Reputation: 333

Zero padding slice past end of array in numpy

In numpy, is there a way to zero pad entries if I'm slicing past the end of the array, such that I get something that is the size of the desired slice?

For example,

>>> x = np.ones((3,3,))
>>> x
array([[ 1.,  1.,  1.],
       [ 1.,  1.,  1.],
       [ 1.,  1.,  1.]])
>>> x[1:4, 1:4] # would behave as x[1:3, 1:3] by default
array([[ 1.,  1.,  0.],
       [ 1.,  1.,  0.],
       [ 0.,  0.,  0.]])
>>> x[-1:2, -1:2]
 array([[ 0.,  0.,  0.],
       [ 0.,  1.,  1.],
       [ 0.,  1.,  1.]])

Visually, I'd like the out-of-bounds areas to be zero padded:

I'm dealing with images and would like to zero pad to signify moving off the image for my application.

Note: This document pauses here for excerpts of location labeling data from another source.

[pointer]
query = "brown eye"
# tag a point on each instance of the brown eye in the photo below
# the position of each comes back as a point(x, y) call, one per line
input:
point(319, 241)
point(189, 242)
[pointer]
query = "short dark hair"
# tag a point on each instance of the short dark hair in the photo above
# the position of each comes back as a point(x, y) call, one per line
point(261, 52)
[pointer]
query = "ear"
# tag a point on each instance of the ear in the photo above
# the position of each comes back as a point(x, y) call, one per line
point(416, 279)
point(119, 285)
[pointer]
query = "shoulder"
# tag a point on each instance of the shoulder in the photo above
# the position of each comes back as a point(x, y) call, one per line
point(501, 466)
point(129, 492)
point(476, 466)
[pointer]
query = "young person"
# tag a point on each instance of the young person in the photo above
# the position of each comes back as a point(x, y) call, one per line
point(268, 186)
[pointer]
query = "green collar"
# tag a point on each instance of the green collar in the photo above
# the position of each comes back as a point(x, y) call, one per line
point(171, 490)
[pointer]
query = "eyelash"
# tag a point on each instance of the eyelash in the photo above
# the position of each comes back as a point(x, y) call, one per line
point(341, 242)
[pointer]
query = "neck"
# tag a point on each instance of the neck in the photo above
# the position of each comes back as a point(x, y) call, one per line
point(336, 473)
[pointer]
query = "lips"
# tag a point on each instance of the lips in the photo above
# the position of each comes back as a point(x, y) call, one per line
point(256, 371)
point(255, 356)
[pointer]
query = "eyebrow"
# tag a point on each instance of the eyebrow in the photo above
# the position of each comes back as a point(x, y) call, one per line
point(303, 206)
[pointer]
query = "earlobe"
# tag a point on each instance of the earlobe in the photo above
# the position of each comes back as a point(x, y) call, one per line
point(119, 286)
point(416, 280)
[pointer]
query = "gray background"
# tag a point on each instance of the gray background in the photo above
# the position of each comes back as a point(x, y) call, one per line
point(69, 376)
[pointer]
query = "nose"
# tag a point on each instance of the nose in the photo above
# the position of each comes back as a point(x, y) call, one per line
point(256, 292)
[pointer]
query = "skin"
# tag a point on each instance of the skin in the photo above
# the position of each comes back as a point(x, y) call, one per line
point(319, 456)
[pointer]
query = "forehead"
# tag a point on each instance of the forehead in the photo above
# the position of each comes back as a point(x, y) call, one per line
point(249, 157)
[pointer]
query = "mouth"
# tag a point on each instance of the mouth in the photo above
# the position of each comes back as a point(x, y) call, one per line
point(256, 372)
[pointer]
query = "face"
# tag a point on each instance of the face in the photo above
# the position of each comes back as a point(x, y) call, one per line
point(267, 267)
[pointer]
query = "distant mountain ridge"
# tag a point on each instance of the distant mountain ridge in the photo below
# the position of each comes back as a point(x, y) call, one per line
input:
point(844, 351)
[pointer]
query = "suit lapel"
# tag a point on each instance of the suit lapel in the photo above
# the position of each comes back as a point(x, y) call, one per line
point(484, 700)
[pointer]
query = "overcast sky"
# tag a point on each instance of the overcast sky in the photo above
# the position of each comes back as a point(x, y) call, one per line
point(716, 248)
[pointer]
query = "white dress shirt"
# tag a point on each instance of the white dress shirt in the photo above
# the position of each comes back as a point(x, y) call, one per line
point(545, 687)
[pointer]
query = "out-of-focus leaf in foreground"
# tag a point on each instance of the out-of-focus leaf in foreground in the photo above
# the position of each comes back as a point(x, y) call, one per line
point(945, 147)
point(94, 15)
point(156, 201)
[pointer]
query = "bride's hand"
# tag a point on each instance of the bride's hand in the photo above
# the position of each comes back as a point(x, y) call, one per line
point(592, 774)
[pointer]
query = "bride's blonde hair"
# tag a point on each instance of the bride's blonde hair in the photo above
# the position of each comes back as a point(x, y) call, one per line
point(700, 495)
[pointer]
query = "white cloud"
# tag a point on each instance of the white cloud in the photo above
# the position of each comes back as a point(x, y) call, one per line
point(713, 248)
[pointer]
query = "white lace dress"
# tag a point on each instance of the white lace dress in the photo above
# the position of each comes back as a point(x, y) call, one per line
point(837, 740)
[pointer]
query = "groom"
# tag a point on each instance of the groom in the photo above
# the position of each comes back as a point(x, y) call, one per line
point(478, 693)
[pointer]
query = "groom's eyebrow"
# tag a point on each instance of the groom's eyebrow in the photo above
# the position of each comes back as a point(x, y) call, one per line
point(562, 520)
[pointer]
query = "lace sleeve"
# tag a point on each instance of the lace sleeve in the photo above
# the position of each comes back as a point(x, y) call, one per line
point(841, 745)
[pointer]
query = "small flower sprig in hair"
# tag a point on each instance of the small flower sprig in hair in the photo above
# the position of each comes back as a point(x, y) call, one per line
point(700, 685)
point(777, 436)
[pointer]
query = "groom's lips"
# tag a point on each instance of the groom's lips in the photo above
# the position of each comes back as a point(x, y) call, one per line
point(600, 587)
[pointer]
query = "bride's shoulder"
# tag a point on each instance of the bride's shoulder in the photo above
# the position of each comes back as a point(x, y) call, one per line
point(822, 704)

My current plan is to use np.pad to make the entire array larger prior to slicing, but indexing seems to be a bit tricky. Is there a potentially easier way?

Upvotes: 23

Answers (6)

s-m-e

Reputation: 3721

This problem has a ton of edge-cases. My solution for a fairly restricted problem-space: Regular slices (i.e. slice objects, no masks etc.), slice.start <= slice.stop and slice.step == 1 per dimension, ideally n-dimensional.

Prerequisites:

from typing import Optional, NamedTuple

import numpy as np
from numpy.typing import ArrayLike

class _Intv(NamedTuple):
    length: int
    buff: slice
    data: slice

I want to slice from data into a buffer. A buff array shall be created filled with padding values before data is copied into it from a data array. For this, correct indices/slices must be computed first for each array for every dimension. The following helper does this with data.shape[n] == shape_n. Note that it only computes intervals and does not yet interact with the data:

def _intervals_1d(intv: slice, shape_n: int) -> _Intv:
    
    assert intv.step in (None, 1)  # works only for steps of length 1
    
    if intv.start is None:
        intv = slice(0, intv.stop)
    if intv.stop is None:
        intv = slice(intv.start, shape_n)
    
    assert intv.start <= intv.stop  # works only if slice's start <= stop
    
    length = intv.stop - intv.start

    if intv.start >= 0:  # no padding at start
        buff_start = 0
        data_start = intv.start
    else:  # padding at start
        buff_start = -intv.start
        data_start = 0
    
    if intv.stop <= shape_n:  # no padding at stop
        buff_stop = length
        data_stop = intv.stop
    else:  # padding at stop
        buff_stop = length - intv.stop + shape_n
        data_stop = shape_n
    
    return _Intv(length, slice(buff_start, buff_stop), slice(data_start, data_stop))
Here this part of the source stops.